---
title: DataCentric-Env
emoji: 🧹
colorFrom: purple
colorTo: indigo
sdk: docker
pinned: false
---

# DataCentric-Env

**An RL environment that trains an LLM to act as a data engineer.**

The agent receives a real, messy tabular dataset and a frozen classifier it cannot touch.
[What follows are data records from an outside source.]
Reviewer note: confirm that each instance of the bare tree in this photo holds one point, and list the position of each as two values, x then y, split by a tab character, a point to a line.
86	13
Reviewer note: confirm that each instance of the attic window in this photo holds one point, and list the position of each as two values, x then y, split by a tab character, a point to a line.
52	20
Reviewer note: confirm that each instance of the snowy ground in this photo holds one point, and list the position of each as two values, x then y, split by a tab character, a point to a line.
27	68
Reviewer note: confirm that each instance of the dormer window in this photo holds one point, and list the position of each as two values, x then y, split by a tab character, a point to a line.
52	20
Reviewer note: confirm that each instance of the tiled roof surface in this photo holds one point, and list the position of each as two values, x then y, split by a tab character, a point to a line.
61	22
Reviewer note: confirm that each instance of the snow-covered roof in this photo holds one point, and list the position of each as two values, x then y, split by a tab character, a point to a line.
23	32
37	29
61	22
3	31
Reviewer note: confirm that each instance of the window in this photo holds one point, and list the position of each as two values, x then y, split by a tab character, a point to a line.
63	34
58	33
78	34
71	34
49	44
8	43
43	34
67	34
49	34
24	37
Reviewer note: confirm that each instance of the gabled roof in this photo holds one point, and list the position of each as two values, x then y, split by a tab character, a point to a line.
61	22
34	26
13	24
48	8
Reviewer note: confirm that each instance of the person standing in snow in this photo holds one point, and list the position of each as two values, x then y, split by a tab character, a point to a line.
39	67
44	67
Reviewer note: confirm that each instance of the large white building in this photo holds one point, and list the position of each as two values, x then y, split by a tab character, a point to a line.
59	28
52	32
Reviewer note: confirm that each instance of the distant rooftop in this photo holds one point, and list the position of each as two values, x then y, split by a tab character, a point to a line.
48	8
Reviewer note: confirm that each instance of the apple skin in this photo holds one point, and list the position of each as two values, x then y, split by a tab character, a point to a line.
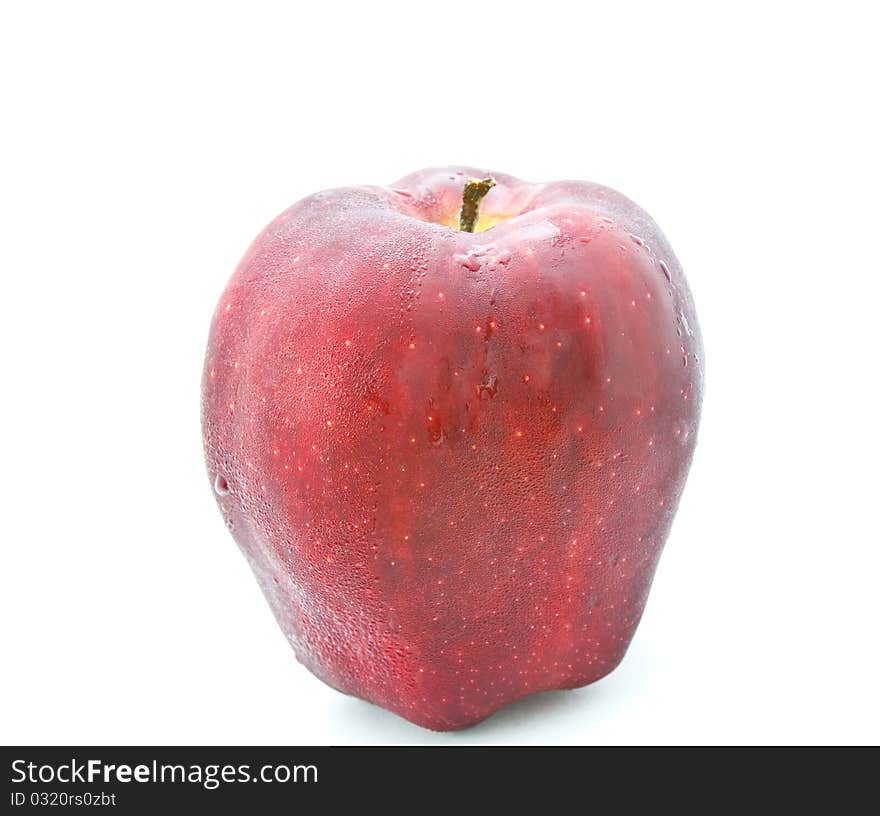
452	459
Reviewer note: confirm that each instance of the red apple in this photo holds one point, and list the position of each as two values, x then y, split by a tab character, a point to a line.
452	458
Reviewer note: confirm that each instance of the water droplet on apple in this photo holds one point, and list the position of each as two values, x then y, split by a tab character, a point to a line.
221	486
488	388
685	325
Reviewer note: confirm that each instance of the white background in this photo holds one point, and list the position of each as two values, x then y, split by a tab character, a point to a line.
145	145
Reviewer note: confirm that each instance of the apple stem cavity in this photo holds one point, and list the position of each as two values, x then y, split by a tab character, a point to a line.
474	192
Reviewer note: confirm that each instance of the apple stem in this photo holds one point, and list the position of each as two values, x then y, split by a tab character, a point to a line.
474	192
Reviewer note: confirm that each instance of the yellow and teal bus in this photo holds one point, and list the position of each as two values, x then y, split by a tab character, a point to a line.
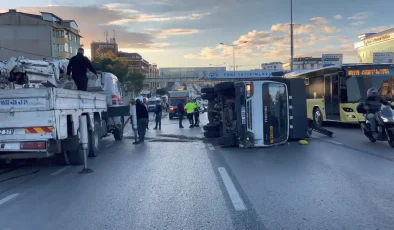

Its only job: fix the data until the classifier hits the accuracy target — measured against published academic benchmarks.

---

## The Problem This Solves

Most RL environments for LLMs test reasoning on synthetic puzzles. Real data engineering requires **domain reasoning** — knowing that `Glucose=0` is medically impossible, that `capital-gain` needs a log transform, that removing 30% of rows will hurt generalization even if it improves cross-validation accuracy.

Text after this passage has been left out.